13. Il ressort des pièces du dossier que si M. A… soutient que la durée d’un an de l’interdiction de retour sur le territoire français est excessive, il ne fait valoir aucune circonstance humanitaire ni aucun élément relatif à sa situation personnelle de nature à la remettre en cause. Par suite, le préfet a fait une exacte application des dispositions précitées.
14. Il résulte de tout ce qui précède que les conclusions à fin d’annulation présentées par M. A… doivent être rejetées ainsi que, par voie de conséquence, ses conclusions présentées au titre des frais d’instance.
D É C I D E :
Article 1er : Il n’y a pas lieu de statuer sur les conclusions de M. A… tendant au bénéfice de l’aide juridictionnelle provisoire.
Article 2 : Le surplus des conclusions de la requête de M. A… est rejeté.
Article 3 : Le présent jugement sera notifié à M. D… A…, à Me Lemichel et au préfet des Hauts-de-Seine.
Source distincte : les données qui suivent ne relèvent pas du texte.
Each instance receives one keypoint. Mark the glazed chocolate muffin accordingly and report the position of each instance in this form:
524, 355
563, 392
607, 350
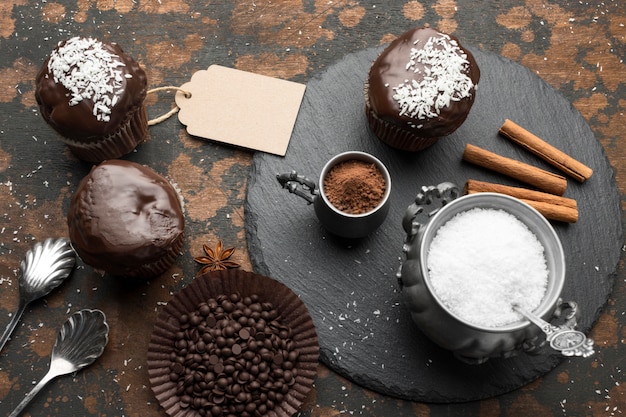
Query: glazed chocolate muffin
92, 94
420, 88
127, 220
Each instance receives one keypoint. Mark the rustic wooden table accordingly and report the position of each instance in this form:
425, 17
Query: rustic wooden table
576, 47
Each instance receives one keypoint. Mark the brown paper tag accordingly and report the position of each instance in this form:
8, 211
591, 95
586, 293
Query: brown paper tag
240, 108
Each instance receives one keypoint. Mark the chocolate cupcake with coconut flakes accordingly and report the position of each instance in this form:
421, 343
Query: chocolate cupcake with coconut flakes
420, 89
92, 94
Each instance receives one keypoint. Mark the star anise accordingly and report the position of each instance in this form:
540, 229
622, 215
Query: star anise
216, 259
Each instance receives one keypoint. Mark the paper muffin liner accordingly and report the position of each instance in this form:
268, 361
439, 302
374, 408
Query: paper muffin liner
162, 264
293, 314
132, 132
393, 135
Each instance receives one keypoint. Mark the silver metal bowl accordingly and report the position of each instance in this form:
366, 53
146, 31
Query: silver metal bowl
468, 341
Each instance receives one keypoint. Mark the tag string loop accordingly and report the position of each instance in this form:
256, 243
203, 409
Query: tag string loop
173, 111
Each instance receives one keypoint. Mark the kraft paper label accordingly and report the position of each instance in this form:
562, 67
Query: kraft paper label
240, 108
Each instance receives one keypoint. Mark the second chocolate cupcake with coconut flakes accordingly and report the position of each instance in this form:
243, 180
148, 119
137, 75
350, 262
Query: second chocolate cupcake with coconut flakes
92, 94
420, 89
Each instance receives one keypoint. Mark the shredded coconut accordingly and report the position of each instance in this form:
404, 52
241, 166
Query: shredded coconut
89, 72
481, 261
442, 64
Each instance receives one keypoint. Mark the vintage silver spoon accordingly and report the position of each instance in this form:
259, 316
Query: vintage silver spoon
564, 339
79, 343
43, 269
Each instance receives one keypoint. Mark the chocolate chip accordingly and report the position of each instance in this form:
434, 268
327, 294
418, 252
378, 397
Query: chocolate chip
233, 356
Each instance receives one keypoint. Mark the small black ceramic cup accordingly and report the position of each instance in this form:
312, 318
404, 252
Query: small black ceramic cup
338, 222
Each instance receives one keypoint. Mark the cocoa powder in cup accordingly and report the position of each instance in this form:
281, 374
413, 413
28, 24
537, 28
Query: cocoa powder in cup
354, 186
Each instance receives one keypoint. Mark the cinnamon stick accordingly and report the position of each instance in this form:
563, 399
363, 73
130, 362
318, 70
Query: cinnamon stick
539, 178
551, 206
545, 151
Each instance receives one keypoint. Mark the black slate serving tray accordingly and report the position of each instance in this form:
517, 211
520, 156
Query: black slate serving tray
350, 287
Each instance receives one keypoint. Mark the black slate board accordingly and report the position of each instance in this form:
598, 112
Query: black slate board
350, 288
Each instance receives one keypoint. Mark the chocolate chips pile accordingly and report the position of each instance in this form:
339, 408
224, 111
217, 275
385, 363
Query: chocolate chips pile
233, 357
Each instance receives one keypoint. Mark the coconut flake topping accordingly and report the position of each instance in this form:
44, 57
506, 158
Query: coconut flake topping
89, 72
443, 79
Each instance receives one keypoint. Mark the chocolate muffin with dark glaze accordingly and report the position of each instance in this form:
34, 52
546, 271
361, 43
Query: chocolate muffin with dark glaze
92, 94
420, 89
125, 219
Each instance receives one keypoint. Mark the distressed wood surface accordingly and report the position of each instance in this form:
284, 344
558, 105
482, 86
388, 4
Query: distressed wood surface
576, 47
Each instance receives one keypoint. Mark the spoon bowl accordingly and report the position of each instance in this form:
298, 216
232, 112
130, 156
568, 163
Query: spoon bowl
44, 268
79, 343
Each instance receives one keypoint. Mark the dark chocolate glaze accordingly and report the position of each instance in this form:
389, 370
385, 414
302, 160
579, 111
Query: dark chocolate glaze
77, 122
124, 215
389, 70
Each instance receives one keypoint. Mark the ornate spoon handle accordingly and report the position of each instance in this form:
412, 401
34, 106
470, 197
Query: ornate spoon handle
565, 339
11, 326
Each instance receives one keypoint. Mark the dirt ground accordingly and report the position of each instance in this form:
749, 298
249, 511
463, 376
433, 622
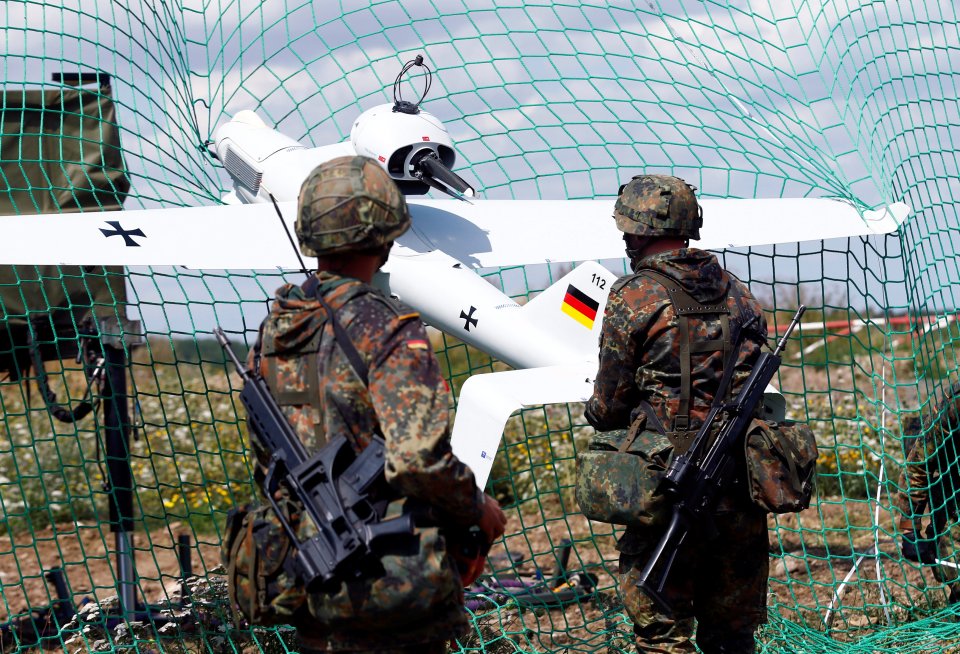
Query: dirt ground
811, 554
86, 554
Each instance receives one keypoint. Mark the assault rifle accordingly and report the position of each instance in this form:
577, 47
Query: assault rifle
334, 485
696, 479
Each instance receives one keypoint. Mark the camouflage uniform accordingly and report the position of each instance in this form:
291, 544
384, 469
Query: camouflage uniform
721, 583
930, 483
406, 401
351, 205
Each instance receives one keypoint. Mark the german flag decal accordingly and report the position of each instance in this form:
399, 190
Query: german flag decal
580, 306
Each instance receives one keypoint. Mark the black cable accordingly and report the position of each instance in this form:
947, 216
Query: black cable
404, 106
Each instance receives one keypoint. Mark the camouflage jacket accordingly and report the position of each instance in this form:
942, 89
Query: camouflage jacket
639, 345
929, 483
405, 401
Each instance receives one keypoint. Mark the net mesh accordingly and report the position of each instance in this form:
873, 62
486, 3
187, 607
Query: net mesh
543, 100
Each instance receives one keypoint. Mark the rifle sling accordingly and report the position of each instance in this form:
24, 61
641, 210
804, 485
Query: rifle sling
685, 306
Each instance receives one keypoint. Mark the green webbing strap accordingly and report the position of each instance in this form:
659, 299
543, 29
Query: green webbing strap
685, 305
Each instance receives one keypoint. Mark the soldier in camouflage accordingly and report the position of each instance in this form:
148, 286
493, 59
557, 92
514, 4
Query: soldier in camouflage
350, 212
651, 371
930, 485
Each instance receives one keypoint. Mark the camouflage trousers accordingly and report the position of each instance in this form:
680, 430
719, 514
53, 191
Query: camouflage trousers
719, 587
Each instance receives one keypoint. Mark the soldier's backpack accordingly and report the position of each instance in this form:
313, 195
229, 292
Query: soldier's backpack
410, 579
618, 477
781, 465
Délibéré après l’audience du 15 septembre 2025, à laquelle siégeaient :
M. Séval, président,
M. Errera, premier conseiller,
Mme Benhamou, conseillère.
Rendu public par mise à disposition au greffe le 29 septembre 2025.
La rapporteure,
signé
C. BENHAMOU
Le président,
signé
J.-P. SEVAL
La greffière,
signé
S. LARDINOIS
La République mande et ordonne au préfet des Hauts-de-Seine en ce qui le concerne ou à tous commissaires de justice à ce requis en ce qui concerne les voies de droit commun contre les parties privées, de pourvoir à l’exécution de la présente décision.